Les difficultés de démarrage sont tout d'abord derrière nous. L'exercice 2006 avait été largement marqué par les problèmes d'adaptation aux outils et aux systèmes d'information dus au passage à la LOLF. Je crois que nous sommes désormais sortis de cette période de rodage. Ensuite, la démarche de performance est mieux intégrée ; il s'agit d'un changement culturel très important pour l'administration. Il n'est plus question de vanter des taux de consommation de crédits de 99 %, mais de conforter la mise en oeuvre d'une stratégie à l'appui des moyens qui ont été alloués. L'analyse des indicateurs de performance témoigne enfin de résultats satisfaisants. Tous les objectifs fixés n'ont bien évidemment pas été atteints – qui pourrait le penser ? –, mais, dans l'ensemble, ils permettent de tirer un bilan positif de ce deuxième exercice.

Pour vous donner un aperçu des résultats sur l'ensemble des indicateurs de performance qui peuvent être exploités, on relève un taux de réalisation de 60 %, 20 % traduisent des progrès significatifs mais qui ne sont pas à la hauteur des cibles fixées et les 20 % restants ne traduisent pas de réelle amélioration. La répartition est similaire à celle de l'an dernier – 60 %, 20 %, 20 % –, mais elle couvre un champ bien plus large d'indicateurs puisque 80 % d'entre eux ont ainsi pu être analysés, contre la moitié l'année dernière.

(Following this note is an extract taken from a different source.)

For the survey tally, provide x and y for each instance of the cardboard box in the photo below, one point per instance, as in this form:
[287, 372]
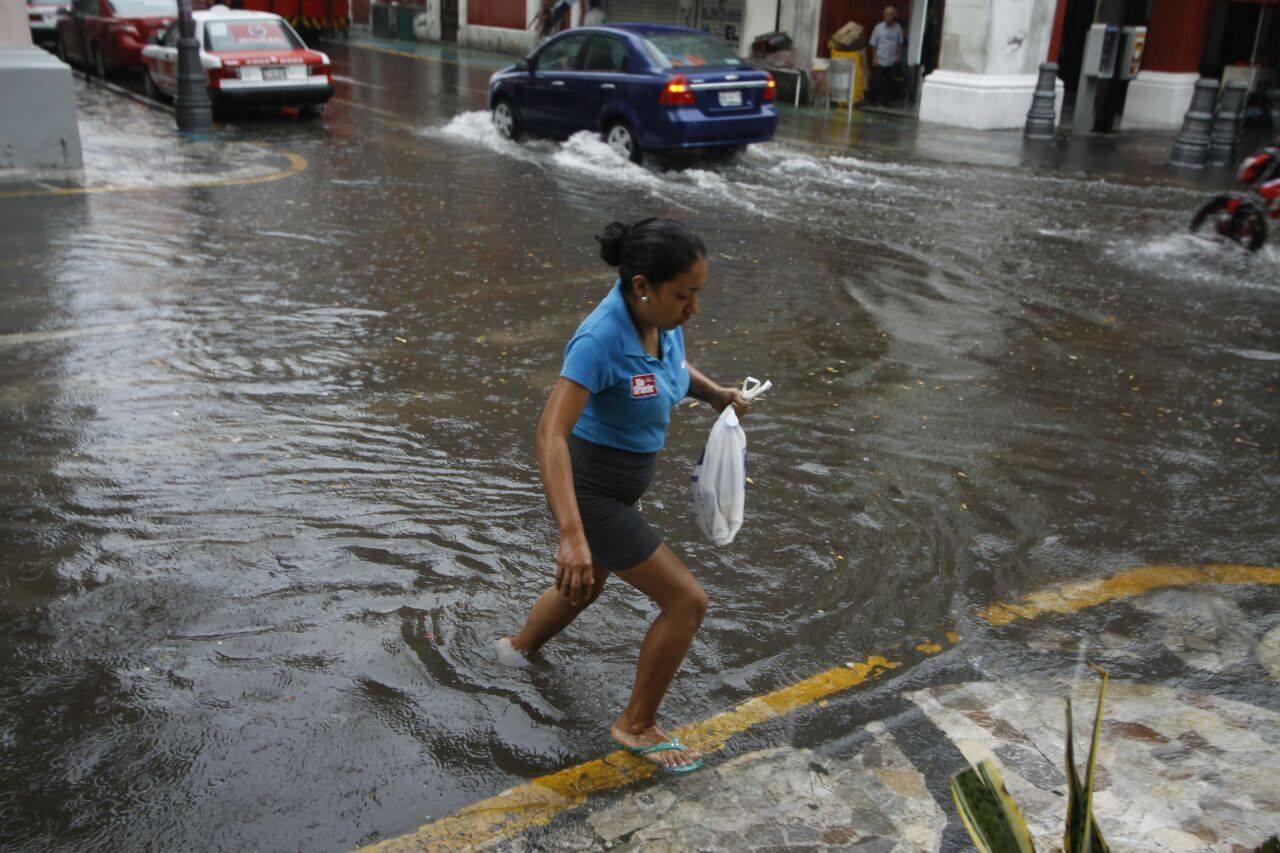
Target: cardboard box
[851, 36]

La démarche de performance, qui est au coeur de la LOLF, vise à donner une traduction tout à fait concrète des résultats des politiques publiques. C'est une avancée majeure de transparence qui intéresse à la fois le citoyen, le contribuable et l'usager.

Ainsi, exemples parlants : l'objectif de baisse des crimes et délits a été dépassé ; l'objectif d'élucidation des affaires a été aussi dépassé ; les poursuites du parquet ont enregistré une amélioration, et ce « en ligne » avec les prévisions. Ce sont quelques bons résultats de la mission relative à la justice.

Je terminerai mon propos en soulignant que la recherche de résultats n'est pas exclusive de la préoccupation de la maîtrise de la dépense publique, les deux démarches vont même de pair. Il est possible de faire mieux au bénéfice de l'ensemble des Françaises et des Français, qui sont contribuables en même temps qu'usagers. Il est possible de faire mieux à un meilleur coût pour le contribuable.

Les bilans stratégiques établis par certains responsables de programmes font d'ores et déjà ressortir le souci d'une meilleure efficacité de la dépense. La réduction des effectifs n'est pas inconciliable avec l'amélioration des résultats. L'exercice se solde par une suppression de 15 000 équivalents temps plein travaillés, conforme à l'objectif initial de 15 000 ETPT, chiffre supérieur aux 9 500 ETPT supprimés en 2006.

Nous pouvons encore amplifier ces efforts à la fois pour renforcer la qualité, l'organisation et la productivité du service public. Les travaux de la révision générale des politiques publiques nous permettront d'aller plus loin – je le constate chaque jour dans les négociations préparatoires au budget pour 2009 que j'ai avec l'ensemble des membres du Gouvernement.

Je vous donne donc rendez-vous cet automne pour en concrétiser les résultats et, sans attendre, dans les prochains jours, pour débattre des orientations sur nos finances publiques pour les années 2009, 2010 et 2011. (Applaudissements sur les bancs du groupe de l'Union pour un mouvement populaire et du groupe Nouveau Centre.)